On Reopening Schools - A teachers opinion.
I don’t usually seek to ‘be a teacher’ online, rather I focus on comedy, allotmenting and occasionally politics, but right now it feels important to say something now that teachers are being demonised in the press and online over concerns about the re-opening of schools. Here are a few points.
1. Schools haven’t closed. Most schools have been open for the children of key-workers and their most vulnerable pupils for the entire lockdown. Teachers, Teaching Assistants and other staff have already been taking a risk by going into school to work with these pupils. Many schools have been sending food to the homes of families who would normally get free-school-meals, as well as other forms of aid to help in this difficult time. The idea that teachers have been sat around doing nothing is simply not true of most of them (but kind of is for me).
2. Socially distancing and ‘good hygiene’ are incredibly difficult, if not impossible in school. There are countless surfaces and objects that are touched by hundreds of pupils a day, there is simply not enough time to clean all of them thoroughly enough and often enough to prevent cross contamination. In every primary school class, there is at least one child who can’t stop putting things in their mouth, another who can’t keep their finger out of their nose and usually a dozen that don’t cover their mouths when they cough. Keeping teenagers 2m apart is virtually impossible – honestly, try it, keeping teenagers from touching each other, in one form or another, is one of the great challenges of secondary school.
3. It is a myth that children and teenagers do not get covid-19. Children and teenagers have died of coronavirus in this country. Most will suffer no symptoms, this is true, but that does not been they cannot transmit it to others. With schools open, there is a big risk that it could be quickly transmitted around a school and on to hundreds of families before anyone realises. The sooner we open schools the sooner we risk turning them into invisible incubators for the disease. One headteacher in Kent, has said that he would rather have dozens of pupils repeat school years for falling behind than lose a single child to the virus.
4. Despite the risks and unlike for other keyworkers, the Department of Education is blocking PPE from being used in schools. Not only will this expose staff to the risks but also create the potential for teachers and other staff, who may deal with hundreds of pupils a day, to become ‘super-spreaders’ of the virus. The importance of PPE has been highlighted by experts for its ability to reduce the spread of the virus. Every industry is looking to use it, so why not schools? Because if we have PPE it looks like we’re admitting that it’s not safe to open schools yet. It would be a PR disaster for the DfE if people see classrooms full of pupils wearing masks when they could have been at home, learning remotely.
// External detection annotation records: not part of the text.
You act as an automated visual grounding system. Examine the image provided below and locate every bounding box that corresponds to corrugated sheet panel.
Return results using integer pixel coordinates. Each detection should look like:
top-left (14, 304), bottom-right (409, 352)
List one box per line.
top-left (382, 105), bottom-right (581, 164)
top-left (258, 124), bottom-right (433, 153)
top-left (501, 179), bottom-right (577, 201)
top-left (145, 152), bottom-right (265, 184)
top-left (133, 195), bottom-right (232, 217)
5. A lot of people are talking about how “school closures” are increasing educational disadvantage across the class divide. There is truth in that, despite the work a lot of educators are presently doing to counteract this. However, coronavirus has also been shown to be far worse for people from poorer backgrounds – any sort of resurgence of the outbreak in incubator schools will disproportionately affect the disadvantaged and vulnerable. As I have already said, better to have pupils repeat years or catch up in other ways than to lose a single child to the virus. Even if they don’t catch up, I would also rather see pupils not meet target grades than see any die or suffer the premature loss of a loved one. We are far better off extending the closures and being patient than we are rushing into anything.
6. This brings me to my final point: the real reason schools are “re-opening” has nothing to do with overcoming educational disadvantage or healing the class divide. The real reason that schools are “re-opening” is to provide a National Babysitting Service to allow people to go back to potentially unsafe working environments to get the economy back up and running. This ploy by the government is nothing more than an attempt to put money before lives, as they have consistently done for the past decade – only more extreme. Though the government claim to be taking the advice of scientists, this policy can only be the result of lobbying by business leaders who are concerned about the loss in profits that arises from lengthy closures. Science has a far greater tendency to err on the side of caution when it comes to human lives than money does.